End of Volume One.


Volume Two—Chapter One.

To Bultitude’s and Back.

Matters did not improve at Dumford as the days went on, and Murray Selwood found that he could not have arrived at a worse time, so far as his own comfort was concerned, though he was bound to own that the occasion was opportune for his parish, inasmuch as he was able to be of no little service to many of the people who, in a surly kind of way, acknowledged his help, and took it in a condescending manner, while, with a smile, he could not help realising the fact that the sturdy independent folks looked down upon him as a kind of paid official whom they were obliged to suffer in their midst.

He had secured a servant with great difficulty, for the girls of the place, as a rule, objected to domestic service, preferring the freedom and independence of working for the line-growing farmers of the neighbourhood, and spending the money earned with the big draper of the place.

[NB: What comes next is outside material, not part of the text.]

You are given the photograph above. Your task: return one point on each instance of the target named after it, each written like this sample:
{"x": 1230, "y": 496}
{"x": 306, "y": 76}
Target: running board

Not our independent friends, but Barmby the parish churchwarden, who coolly told the vicar that he could produce more effect upon the female population with a consignment of new hats or bonnets from town, than a parson could with a month’s preaching; and it must be conceded to Mr Barmby that his influence was far more visible than that of his clerical superior.

All efforts to patch up a peace between the locked-out men and their employer were without avail, even though the vicar had seen both parties again and again.

“Let them pay for my machine-bands,” said Richard Glaire—“Two hundred pounds, and come humbly and confess their faults, and I’ll then take their application into consideration.”

“But don’t you think you had better make a greater concession?” said the vicar. “You are punishing innocent and guilty alike.”